Samsung Electronics Türkiye, Bilgi Teknolojileri ve İletişim Kurumu (BTK) işbirliğiyle siber zorbalığa karşı “Siber Zorba Olma! #farkinavar” hareketini başlatıyor. Çocukların, gençlerin ve ailelerin siber zorbalığa karşı bilinçlendirilmesi amacıyla yıl boyunca verilecek eğitimlerin yanı sıra 13 Aralık’ta sosyal medya hareketi başlatılıyor.
28 Kasım, İstanbul – “Birlikte İyi Gelecek” vizyonuyla hareket eden Samsung Electronics Türkiye, Bilgi Teknolojileri ve İletişim Kurumu (BTK) işbirliği ile siber zorbalık konusunda çocukların, gençlerin, ailelerin ve öğretmenlerin farkındalığını artırmayı hedefleyen “Siber Zorba Olma! #farkinavar” hareketini başlatıyor.
Elektronik ortamda bir birey veya grubun, diğerlerine yönelik kasıtlı biçimde gerçekleştirdiği aşağılama, iftira, dedikodu, taciz, tehdit, utandırma ve dışlama gibi rahatsızlık verici eylemleri ifade eden “siber zorbalık” kavramı her gün binlerce çocuk ve gencin fiziksel ve psikolojik zarar görmesine sebep oluyor.
Samsung ve BTK işbirliği ile yürütülen “Siber Zorba Olma! #farkinavar” kampanyası dahilinde pilot 20 okul ile başlayacak eğitimlerde çocukların, gençlerin, ailelerin ve öğretmenlerin teknolojinin kötü amaçlı kullanımına karşı farkındalıklarının ve kişilik haklarının korunması konusunda duyarlılıklarının artması hedefleniyor.
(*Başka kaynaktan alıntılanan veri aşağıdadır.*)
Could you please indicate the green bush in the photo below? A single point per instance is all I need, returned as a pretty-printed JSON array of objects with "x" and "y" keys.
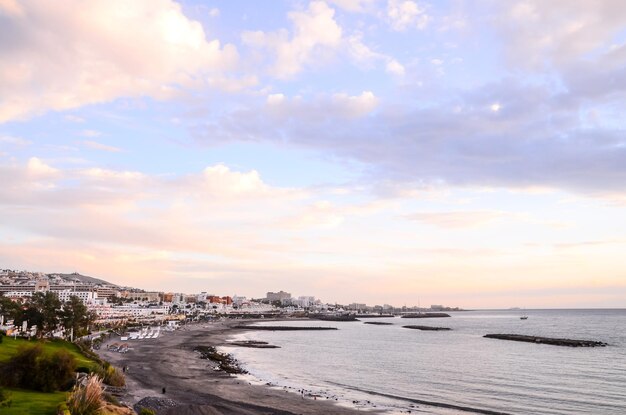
[
  {"x": 114, "y": 377},
  {"x": 62, "y": 409},
  {"x": 32, "y": 368},
  {"x": 87, "y": 399},
  {"x": 5, "y": 399}
]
Gençlerin teknolojiden en etkin şekilde faydalanmasının yanında, potansiyel zararlarını en aza indirmeyi amaçlayan “Siber Zorba Olma!” #farkinavar hareketini duyurmak amacıyla siber zorbalığa uğrayan gençlerin duygularını çarpıcı bir şekilde ortaya koyan ve Nejat İşler’in seslendirdiği dijital reklam filmi yapıldı. Okullarda verilecek eğitimlerin yanısıra siber zorbalığa dikkat çekmek için 13 Aralık günü Samsung Türkiye ve BTK sosyal medya hesaplarını karartıp, “Siber Zorba Olma!” sloganını #farkinavar hashtag’i ile paylaşarak herkesi sosyal medyadaki bu hareketin bir parçası olmaya davet edecek.
Düzenlenen basın toplantısında konuşan Samsung Electronics Türkiye Başkanı DaeHyun Kim “Teknolojinin sunduğu birçok katma değerin yanında kötüye kullanımından doğan olumsuz sonuçlar da var; bunlardan biri de siber zorbalık. Samsung Electronics Türkiye olarak çocuklarımız ve gençlerimiz üzerinde psikolojik ve fiziksel anlamda yıkıcı etkileri olan bu sorunla ilgili tüm ülke genelinde farkındalık yaratmak için dijital bir film hazırladık. Sosyal medya hesaplarımız üzerinden paylaşımı yapılacak filmimizle birlikte 13 Aralık günü tüm sosyal medya hesaplarımızı “Siber Zorba Olma!” görselimiz ile kararatarak paylaşımlarımızda #farkinavar hashtagini kullanacağız. Projeyle ilgili yayılımı artırmak için tüm paydaşlarımızdan 13 Aralık günü sosyal medya hesaplarından “Siber Zorba Olma!” görselini paylaşarak projeye destek olmalarını istiyoruz” dedi.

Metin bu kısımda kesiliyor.